Et enfin, si peut-être, pour bien connaître et pour juger avec équité Rousseau, Fénelon et Chateaubriand, il y a lieu de lire avec quelques précautions les conférences qu’il leur a consacrées, ces conférences sont du plus haut intérêt pour qui veut bien connaître le conférencier.


Ce que l’on aime en vous, Madame, c’est vous-même.


La personnalité de l’auteur des Impressions de théâtre s’y complète et s’y achève. Au contact de la personne intellectuelle et morale de ces trois écrivains, la sienne, je n’ose dire se développe, mais en tout cas laisse percer au dehors et peut-être découvre certains traits insoupçonnés d’elle-même. A vivre dans un commerce prolongé avec de grands esprits qui ont remué beaucoup d’idées, il n’a pu s’empêcher de prendre parti intérieurement sur les questions qu’ils agitaient, et de le laisser voir. A ne considérer cette série de conférences que comme des « impressions » personnelles sur certains auteurs et sur certains problèmes, ces impressions doivent entrer en ligne de compte dans la définition que l’on donnera du talent et de la pensée du critique.

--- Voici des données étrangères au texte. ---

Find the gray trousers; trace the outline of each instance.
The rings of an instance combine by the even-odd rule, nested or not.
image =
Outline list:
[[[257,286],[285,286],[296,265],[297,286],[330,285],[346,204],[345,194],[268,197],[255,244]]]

Elles ne seront d’ailleurs pas inutiles non plus à l’historien qui voudra en faire librement son profit : car il est bien vrai que l’histoire est autre chose qu’une suite d’impressions ; mais, d’autre part, les impressions d’un esprit original et ingénieux peuvent servir, en plus d’un cas, à pénétrer plus profondément dans l’intelligence du passé...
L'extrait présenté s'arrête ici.